Chacun de ces personnages permet à Honoré de Balzac de s’abandonner à cet art où il excelle particulièrement : celui de l’analyse psychologique. On pourrait même dire que le roman de l’auteur français est une étude des caractères et des mœurs parisiens, bouleversés par la récente Révolution. L’auteur français a par ailleurs prétendu s’inspirer de théories scientifiques pour construire et développer ses personnages. Grâce à l’utilisation d’un narrateur omniscient, l’auteur français nous plonge dans les méandres tortueux de ses personnages. Nous y découvrons des intrigues malsaines, des planifications sordides, et des machinations mesquines, caractéristiques de la tragédie balzacienne, qui se noue et se dénoue grâce à une intrigue solidement ficelée.

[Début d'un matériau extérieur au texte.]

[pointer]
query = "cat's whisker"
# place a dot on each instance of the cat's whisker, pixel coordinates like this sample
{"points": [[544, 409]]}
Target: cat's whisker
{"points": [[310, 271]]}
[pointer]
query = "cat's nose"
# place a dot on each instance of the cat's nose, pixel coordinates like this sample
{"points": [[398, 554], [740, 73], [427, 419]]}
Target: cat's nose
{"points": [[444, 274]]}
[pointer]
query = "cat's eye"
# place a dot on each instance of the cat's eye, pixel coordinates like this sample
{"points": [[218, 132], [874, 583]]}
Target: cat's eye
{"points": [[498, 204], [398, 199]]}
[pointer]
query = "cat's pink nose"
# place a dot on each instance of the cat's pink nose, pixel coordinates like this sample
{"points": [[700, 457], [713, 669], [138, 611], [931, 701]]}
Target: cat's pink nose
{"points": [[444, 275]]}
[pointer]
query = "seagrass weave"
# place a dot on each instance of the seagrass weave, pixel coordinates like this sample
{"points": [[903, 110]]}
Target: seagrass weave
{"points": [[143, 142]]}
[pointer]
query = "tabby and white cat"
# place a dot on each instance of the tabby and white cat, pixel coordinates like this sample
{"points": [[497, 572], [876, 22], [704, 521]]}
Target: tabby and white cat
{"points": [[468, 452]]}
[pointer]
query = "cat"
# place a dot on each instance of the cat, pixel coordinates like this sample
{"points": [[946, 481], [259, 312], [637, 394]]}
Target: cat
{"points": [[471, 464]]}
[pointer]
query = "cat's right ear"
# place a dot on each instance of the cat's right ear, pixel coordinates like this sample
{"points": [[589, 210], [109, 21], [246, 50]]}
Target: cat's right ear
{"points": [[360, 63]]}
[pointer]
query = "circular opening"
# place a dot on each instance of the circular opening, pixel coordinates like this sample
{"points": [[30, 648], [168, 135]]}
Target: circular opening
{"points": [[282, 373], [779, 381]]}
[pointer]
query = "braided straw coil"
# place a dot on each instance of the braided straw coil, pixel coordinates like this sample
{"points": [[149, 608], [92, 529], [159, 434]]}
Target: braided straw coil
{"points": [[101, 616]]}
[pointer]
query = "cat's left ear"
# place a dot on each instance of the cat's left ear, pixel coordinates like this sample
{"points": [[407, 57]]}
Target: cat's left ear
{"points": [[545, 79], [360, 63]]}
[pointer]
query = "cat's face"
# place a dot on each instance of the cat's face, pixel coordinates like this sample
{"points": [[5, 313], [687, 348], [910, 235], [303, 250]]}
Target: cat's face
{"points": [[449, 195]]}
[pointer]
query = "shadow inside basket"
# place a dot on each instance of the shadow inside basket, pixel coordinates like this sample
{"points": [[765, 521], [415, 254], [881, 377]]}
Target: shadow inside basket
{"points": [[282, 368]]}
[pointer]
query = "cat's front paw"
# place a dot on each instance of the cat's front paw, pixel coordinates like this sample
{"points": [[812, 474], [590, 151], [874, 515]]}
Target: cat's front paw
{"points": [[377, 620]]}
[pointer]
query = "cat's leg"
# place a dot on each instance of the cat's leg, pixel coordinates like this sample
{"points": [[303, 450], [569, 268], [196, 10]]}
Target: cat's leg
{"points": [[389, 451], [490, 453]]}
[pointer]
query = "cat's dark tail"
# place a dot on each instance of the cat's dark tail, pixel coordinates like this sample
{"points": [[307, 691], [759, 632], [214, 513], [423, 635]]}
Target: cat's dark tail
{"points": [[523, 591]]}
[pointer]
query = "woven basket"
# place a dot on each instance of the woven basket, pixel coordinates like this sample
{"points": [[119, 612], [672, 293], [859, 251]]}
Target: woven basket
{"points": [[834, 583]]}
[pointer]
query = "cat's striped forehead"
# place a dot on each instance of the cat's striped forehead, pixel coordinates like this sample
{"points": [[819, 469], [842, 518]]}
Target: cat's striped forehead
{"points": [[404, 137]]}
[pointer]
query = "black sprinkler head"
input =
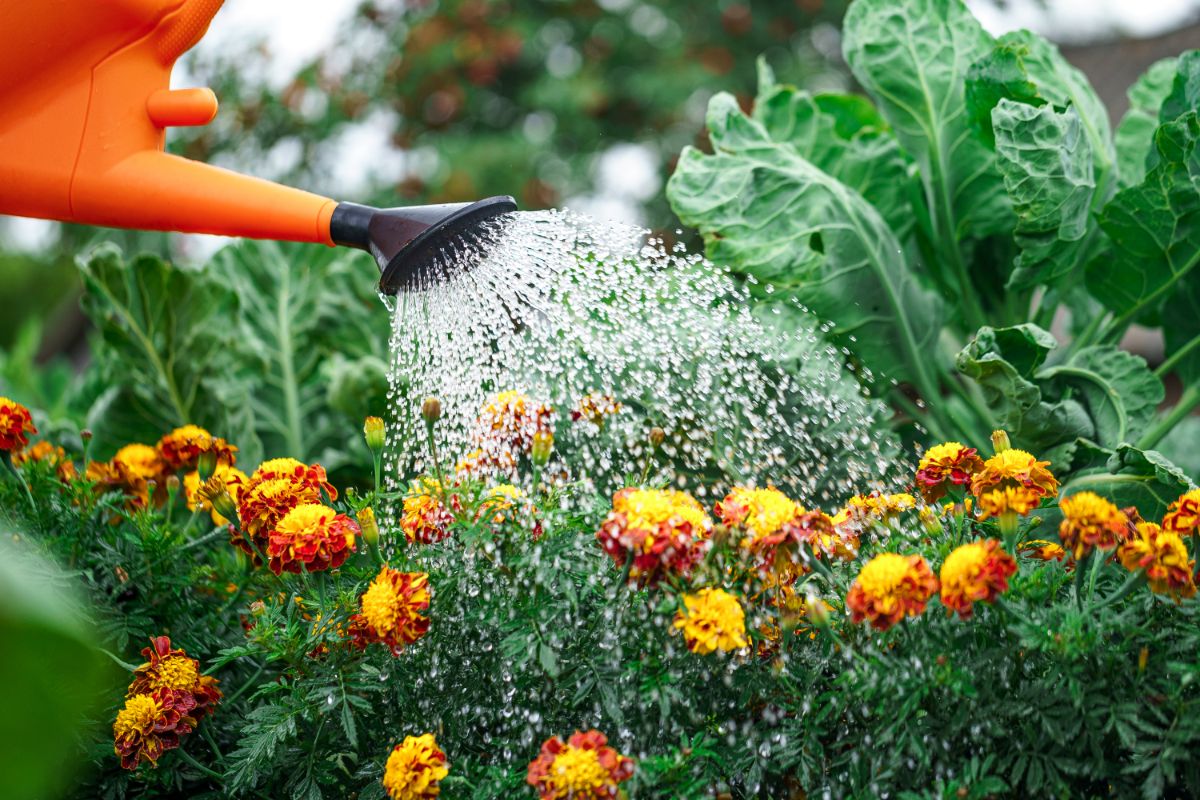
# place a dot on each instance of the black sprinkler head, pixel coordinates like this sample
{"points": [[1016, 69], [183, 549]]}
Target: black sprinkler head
{"points": [[407, 242]]}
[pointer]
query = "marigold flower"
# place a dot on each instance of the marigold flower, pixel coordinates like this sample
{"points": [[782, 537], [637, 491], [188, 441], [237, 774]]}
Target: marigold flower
{"points": [[391, 609], [311, 536], [414, 768], [712, 619], [1183, 515], [585, 768], [973, 572], [1043, 551], [232, 480], [594, 408], [16, 425], [425, 518], [1163, 557], [150, 725], [47, 453], [181, 449], [949, 463], [510, 419], [889, 588], [1089, 521], [660, 530], [274, 489], [1014, 468], [174, 669]]}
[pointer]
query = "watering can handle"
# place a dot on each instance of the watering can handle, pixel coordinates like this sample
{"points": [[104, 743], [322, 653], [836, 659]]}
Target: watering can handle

Le Père Goriot : archétype du héros balzacien

À ce titre, le père Goriot, qui donne son titre au roman, représente le héros balzacien par excellence. Jalousé pour sa fortune, follement amoureux de ses filles qui le méprisent, l’homme parisien se laisse petit à petit tomber dans la déchéance. Sa fortune est vite consommée par ses filles ingrates, et les pensionnaires de la maison Vauquier planifient de l’assassiner pour lui voler sa fortune. Que ça soit Eugène de Rastignac à qui il inspire de la pitié ou le sombre Vautrin qui ne cache pas son envie de le tuer, le père Goriot tente tant bien que mal de s’attirer la pitié et l’amour de ses filles dont il est passionnément amoureux, avant de mourir comme un « chien ». Il meurt dans l’isolement, la solitude, et la misère, aussi bien matérielle que spirituelle, dénotant avec la grandeur de la scène des funérailles décrite par Balzac, faisant appel à des sentiments majestueux et rendant hommage à sa manière à ces hommes déchus, incompris et détruits par des sociétés en constante évolution.

Roman majeur de sa « Comédie humaine » (au même titre qu’Illusions perdues), Honoré de Balzac signe avec Le père Goriot un drame dont le tragique est doublement saisissant grâce à son réalisme objectif et froid. Dans un seul et même lieu, cette sordide pension dont il fait le nœud de son intrigue, Honoré de Balzac nous ouvre les yeux sur les dégradations que peut opérer sur nous la société et nous invite, à agir à la fois avec l’intelligence d’Eugène de Rastignac, l’élévation spirituelle du père Goriot, et le recul lucide de Vautrin.